An afterlife is nothing more than a response to fear of death. Heaven, an afterlife... just a relief from the certain. Man invented God just as he developed dogs from wolves. It was useful. Only man could conceive of death, thus he needed a place to go. A god to answer the unanswerable and take care of people in primitive times because ignorance and the world was frightening. An afterlife is an escape from fear of death.
 
https://bioethics.georgetown.edu/20...-the-biggest-ever-scientific-study-published/

[h=4]Consciousness after clinical death: “Whether it fades away afterwards, we do not know”[/h]The results revealed that 40% of those who survived a cardiac arrest were aware during the time that they were clinically dead and before their hearts were restarted. Dr. Parnia, in the interview stated: “The evidence thus far suggests that in the first few minutes after death, consciousness is not annihilated. Whether it fades away afterwards, we do not know, but right after death, consciousness is not lost. We know the brain can’t function when the heart has stopped beating. But in this case conscious awareness appears to have continued for up to three minutes into the period when the heart wasn’t beating, even though the brain typically shuts down within 20-30 seconds after the heart has stopped.

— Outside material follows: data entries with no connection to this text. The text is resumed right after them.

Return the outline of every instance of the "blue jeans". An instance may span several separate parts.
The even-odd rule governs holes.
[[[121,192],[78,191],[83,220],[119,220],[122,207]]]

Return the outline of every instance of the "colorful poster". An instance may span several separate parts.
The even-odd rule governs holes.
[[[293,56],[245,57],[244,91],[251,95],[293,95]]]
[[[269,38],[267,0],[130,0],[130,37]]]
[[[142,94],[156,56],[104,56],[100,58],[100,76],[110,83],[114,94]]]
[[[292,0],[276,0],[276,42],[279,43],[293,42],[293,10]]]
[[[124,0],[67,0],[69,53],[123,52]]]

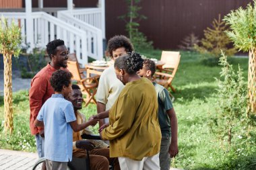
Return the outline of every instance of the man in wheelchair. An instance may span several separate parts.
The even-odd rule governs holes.
[[[79,110],[82,108],[83,96],[78,85],[72,85],[72,91],[67,99],[73,105],[77,124],[85,123],[86,118],[79,112]],[[110,158],[107,144],[102,140],[82,139],[81,135],[83,134],[91,134],[92,132],[88,128],[77,132],[73,132],[73,157],[86,158],[86,151],[90,151],[89,157],[91,170],[106,170],[108,169],[109,165],[113,166],[115,170],[120,169],[118,159]]]

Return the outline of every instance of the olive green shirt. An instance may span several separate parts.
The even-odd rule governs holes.
[[[156,93],[148,79],[126,84],[109,111],[109,120],[102,137],[110,140],[110,157],[141,161],[159,153],[161,131]]]

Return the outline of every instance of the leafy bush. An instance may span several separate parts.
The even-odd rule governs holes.
[[[216,79],[217,114],[212,118],[213,132],[230,145],[233,137],[243,138],[247,128],[247,88],[243,81],[243,71],[238,66],[235,72],[222,52],[220,58],[221,79]],[[243,128],[242,128],[243,127]]]
[[[26,58],[26,63],[17,63],[21,71],[22,78],[32,78],[47,64],[47,60],[44,58],[44,49],[35,48],[32,53],[24,54],[24,55]],[[16,59],[15,62],[18,62],[19,60]]]
[[[224,20],[230,26],[226,30],[228,36],[234,42],[234,46],[239,50],[248,52],[256,46],[256,1],[254,5],[251,3],[246,9],[240,7],[231,11]]]

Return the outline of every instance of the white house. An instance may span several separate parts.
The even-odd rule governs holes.
[[[32,0],[26,0],[25,11],[1,12],[0,15],[12,19],[21,27],[23,44],[45,47],[50,41],[62,39],[71,53],[75,52],[78,62],[88,63],[88,57],[96,60],[103,57],[105,39],[105,1],[98,0],[98,7],[73,9],[73,0],[67,1],[66,9],[39,7],[32,8]],[[1,10],[3,11],[3,10]],[[52,15],[51,15],[51,14]]]

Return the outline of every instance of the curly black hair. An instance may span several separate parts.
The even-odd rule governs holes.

This is significant, since it has often been assumed that experiences in relation to death are likely hallucinations or illusions, occurring either before the heart stops or after the heart has been successfully restarted. but not an experience corresponding with ‘real’ events when the heart isn’t beating. Furthermore, the detailed recollections of visual awareness in this case were consistent with verified events”.

Is There A Soul? Beyond Belief - ABC - Dr. Sam Parnia

https://www.youtube.com/watch?v=w1JarYYWDfQ
 
I am agnostic, but spiritual, and very hopeful of God and life after death. I choose to identify more with Christians than other agnostics because they share the same hope I do, and I find this healthy. As far as evidence, I am very glad that we are closer and closer to proving the existence of life after death and hope and pray that some time soon, we will have a breakthrough to prove it beyond doubt (or at least almost beyond doubt).